Um bom candidato a setor piloto, conforme MOURA (1989), é aquele que apresenta um número pequeno de itens individuais, com programas de produção razoavelmente estáveis, e com poucas restrições de produção (capacidade, tamanho do lote, etc).

Como foi comentado, no início do trabalho levantou-se o fluxo de materiais no chão-de- fábrica, isto foi feito pelo contato com os encarregados das células, em que se verificaram todos os processos e fluxos de materiais, o que possibilitou uma boa visão do chão-de-fábrica e um bom conhecimento dos produtos.

Com esta "caminhada" pelo chão-de-fábrica e analisando-se o fluxo de materiais, o setor Cabos Clusters revelou-se um bom candidato à célula piloto. Decidiu-se então explorar mais detalhadamente este setor e foi constatado o seguinte:

Produz pequeno número de itens individuais

Poucas interações com outros produtos

Possui espaço para o supermercado

Está passando por implantação de programas de qualidade e existe por parte do encarregado da célula um grande interesse em conhecer o sistema Kanban e aplicá-lo, além do desejo de contínuas melhorias no setor.

É o segundo produto da empresa em termos de faturamento.

Fizeram-se também estudos com relação à capabilidade dos processos (capacidade do processo manter os padrões estabelecidos), manutenção, refugos, etc.

Dessa maneira, o setor Cabos Clusters foi escolhido como setor piloto para elaboração do sistema Kanban.

Os produtos da família cluster são:

cabeçotes com chicotes de fios (três fios).

e são utilizados na montagem de compressores herméticos para indústria de refrigeração. A família é composta por sete tipos de cabos clusters, dos quais quatro podem ser vistos na foto 1.

Com relação ao tipo de sistema Kanban, único ou duplo cartão, uma apresentação detalhada pode ser vista com detalhes em SCHONBERGER (1983; 1987) e MOURA (1989).

Na figura 1 pode-se ver o diagrama de funcionamento do sistema Kanban (de cartão único) proposto. Como observação menciona-se que o suprimento de materiais é efetuado, de acôrdo com a programação, no próprio centro de trabalho. O posto de coleta indica a programação para o próximo período, ante a retirada de produtos prontos pelo cliente.
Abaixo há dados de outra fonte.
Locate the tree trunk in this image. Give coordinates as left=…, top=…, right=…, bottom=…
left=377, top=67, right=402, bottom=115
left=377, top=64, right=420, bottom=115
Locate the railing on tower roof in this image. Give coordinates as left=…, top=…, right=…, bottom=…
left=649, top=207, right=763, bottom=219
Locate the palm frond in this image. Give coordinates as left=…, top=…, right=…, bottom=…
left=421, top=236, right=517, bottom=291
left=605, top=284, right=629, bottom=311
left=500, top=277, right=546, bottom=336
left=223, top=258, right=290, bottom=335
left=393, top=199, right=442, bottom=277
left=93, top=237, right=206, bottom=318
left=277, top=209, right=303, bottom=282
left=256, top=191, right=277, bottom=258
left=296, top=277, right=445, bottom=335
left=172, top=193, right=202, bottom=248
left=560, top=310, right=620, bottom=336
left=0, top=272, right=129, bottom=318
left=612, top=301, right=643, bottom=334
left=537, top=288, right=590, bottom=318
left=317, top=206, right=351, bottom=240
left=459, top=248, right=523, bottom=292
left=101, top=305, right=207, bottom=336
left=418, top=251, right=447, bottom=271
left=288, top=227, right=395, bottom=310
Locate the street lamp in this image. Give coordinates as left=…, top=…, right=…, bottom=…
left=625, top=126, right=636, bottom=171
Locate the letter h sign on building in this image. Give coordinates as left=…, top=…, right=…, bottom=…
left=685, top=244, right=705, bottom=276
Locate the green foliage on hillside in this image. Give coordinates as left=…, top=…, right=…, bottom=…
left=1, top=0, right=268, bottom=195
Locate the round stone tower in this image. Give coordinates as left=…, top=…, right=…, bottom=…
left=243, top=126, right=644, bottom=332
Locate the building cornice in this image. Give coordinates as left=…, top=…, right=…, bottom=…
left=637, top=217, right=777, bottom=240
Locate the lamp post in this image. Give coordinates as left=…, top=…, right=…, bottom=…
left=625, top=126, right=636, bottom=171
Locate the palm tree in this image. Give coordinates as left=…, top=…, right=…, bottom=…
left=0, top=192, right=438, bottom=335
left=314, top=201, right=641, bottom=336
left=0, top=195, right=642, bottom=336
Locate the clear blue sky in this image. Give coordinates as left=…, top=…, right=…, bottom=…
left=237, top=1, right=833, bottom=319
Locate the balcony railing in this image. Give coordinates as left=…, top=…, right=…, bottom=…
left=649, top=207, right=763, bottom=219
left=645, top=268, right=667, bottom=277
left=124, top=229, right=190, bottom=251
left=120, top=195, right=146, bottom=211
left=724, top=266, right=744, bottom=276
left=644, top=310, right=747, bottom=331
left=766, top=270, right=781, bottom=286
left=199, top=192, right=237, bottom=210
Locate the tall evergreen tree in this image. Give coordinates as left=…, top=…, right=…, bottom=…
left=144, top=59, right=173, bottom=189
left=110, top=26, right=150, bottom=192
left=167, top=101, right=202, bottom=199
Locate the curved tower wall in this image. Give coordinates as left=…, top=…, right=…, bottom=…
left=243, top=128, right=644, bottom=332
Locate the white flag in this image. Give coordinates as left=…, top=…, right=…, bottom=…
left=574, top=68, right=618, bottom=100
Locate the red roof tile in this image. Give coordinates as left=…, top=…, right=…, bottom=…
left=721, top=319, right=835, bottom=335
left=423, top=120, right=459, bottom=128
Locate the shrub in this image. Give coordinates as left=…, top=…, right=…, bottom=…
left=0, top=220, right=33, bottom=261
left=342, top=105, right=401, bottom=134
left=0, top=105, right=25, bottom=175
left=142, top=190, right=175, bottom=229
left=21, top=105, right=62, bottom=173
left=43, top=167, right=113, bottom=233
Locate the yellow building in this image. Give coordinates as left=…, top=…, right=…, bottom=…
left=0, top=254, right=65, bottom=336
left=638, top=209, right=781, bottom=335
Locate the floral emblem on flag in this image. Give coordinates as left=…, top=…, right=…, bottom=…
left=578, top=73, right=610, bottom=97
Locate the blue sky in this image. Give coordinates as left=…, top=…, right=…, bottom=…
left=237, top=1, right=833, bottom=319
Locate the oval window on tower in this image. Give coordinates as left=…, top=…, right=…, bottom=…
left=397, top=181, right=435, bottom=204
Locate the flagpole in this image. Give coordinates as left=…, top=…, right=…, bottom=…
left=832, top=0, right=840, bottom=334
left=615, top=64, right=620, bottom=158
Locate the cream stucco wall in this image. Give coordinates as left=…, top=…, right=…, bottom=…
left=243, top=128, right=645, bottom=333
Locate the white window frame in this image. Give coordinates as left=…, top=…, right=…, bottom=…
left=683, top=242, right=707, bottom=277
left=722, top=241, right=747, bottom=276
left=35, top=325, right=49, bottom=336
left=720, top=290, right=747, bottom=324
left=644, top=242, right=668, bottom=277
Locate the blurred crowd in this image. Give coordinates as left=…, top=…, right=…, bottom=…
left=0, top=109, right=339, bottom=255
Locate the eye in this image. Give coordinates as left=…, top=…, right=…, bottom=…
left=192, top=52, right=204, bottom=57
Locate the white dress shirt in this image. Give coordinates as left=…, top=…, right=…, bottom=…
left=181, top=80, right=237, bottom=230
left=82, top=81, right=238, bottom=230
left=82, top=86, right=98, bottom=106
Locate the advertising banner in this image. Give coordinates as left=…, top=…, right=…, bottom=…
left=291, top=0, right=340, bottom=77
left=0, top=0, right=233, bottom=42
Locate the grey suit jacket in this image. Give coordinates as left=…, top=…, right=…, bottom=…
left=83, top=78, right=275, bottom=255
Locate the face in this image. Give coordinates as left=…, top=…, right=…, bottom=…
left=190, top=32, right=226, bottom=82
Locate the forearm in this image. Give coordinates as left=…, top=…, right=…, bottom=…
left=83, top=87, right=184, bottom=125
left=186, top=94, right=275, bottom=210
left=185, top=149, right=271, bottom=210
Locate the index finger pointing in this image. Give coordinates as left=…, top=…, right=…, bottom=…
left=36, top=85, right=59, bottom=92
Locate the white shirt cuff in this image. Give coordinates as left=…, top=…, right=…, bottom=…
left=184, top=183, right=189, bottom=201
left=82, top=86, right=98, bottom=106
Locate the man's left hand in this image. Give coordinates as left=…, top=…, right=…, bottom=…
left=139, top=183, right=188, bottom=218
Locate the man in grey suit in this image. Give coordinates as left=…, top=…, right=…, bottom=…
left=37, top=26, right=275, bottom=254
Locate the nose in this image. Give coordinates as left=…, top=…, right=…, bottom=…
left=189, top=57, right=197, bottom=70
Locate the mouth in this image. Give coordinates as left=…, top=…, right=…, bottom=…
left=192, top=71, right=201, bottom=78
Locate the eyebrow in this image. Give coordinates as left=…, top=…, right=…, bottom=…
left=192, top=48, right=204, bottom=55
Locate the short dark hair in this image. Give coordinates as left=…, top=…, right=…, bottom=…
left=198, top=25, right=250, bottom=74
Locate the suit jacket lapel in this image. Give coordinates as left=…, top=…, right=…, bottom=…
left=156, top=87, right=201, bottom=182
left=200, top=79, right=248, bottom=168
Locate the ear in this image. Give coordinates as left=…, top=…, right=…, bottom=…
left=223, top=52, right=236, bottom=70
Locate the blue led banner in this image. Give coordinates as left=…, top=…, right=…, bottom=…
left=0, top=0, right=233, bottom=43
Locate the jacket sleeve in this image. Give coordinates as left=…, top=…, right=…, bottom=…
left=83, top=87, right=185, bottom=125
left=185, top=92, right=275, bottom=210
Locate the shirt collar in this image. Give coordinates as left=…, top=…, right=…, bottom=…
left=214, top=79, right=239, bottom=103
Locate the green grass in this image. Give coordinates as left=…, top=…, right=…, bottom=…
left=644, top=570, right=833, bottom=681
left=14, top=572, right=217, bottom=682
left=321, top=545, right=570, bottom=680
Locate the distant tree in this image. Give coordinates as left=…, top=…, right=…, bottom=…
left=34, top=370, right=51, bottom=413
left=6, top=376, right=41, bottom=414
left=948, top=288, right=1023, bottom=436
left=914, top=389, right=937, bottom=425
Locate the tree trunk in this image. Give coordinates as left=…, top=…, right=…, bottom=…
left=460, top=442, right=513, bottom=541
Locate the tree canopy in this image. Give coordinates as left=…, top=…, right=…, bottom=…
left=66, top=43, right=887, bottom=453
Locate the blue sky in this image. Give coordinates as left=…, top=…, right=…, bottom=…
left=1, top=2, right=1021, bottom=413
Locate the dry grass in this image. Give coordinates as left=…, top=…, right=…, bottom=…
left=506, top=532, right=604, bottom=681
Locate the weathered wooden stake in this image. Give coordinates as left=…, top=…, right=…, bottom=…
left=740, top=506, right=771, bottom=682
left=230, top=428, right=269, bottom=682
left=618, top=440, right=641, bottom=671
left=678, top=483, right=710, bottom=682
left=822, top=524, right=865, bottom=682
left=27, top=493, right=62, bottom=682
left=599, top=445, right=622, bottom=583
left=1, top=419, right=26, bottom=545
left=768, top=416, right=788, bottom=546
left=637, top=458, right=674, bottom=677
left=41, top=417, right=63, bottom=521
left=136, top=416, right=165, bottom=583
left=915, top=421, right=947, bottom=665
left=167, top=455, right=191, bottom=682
O cartão retorna ao painel, reiniciando o ciclo do sistema Kanban de cartão único.

3. A Implantação

3.1 A Preparação da Mão-de-Obra

Decidida a implantação, iniciou-se a elaboração e execução de um curso de treinamento, o qual foi dividido em três módulos. O curso foi dimensionado para duração total de aproximadamente seis horas, sendo duas horas para cada módulo. Este curso foi ministrado a várias turmas.

O módulo 1 refere -se a uma simulação em que se compara o sistema de produção convencional e o sistema Just-in-Time (JIT); para tanto, utiliza-se a simulação de fabricação de canetas azuis e vermelhas, que devem ser montadas conforme a lógica dos dois sistemas.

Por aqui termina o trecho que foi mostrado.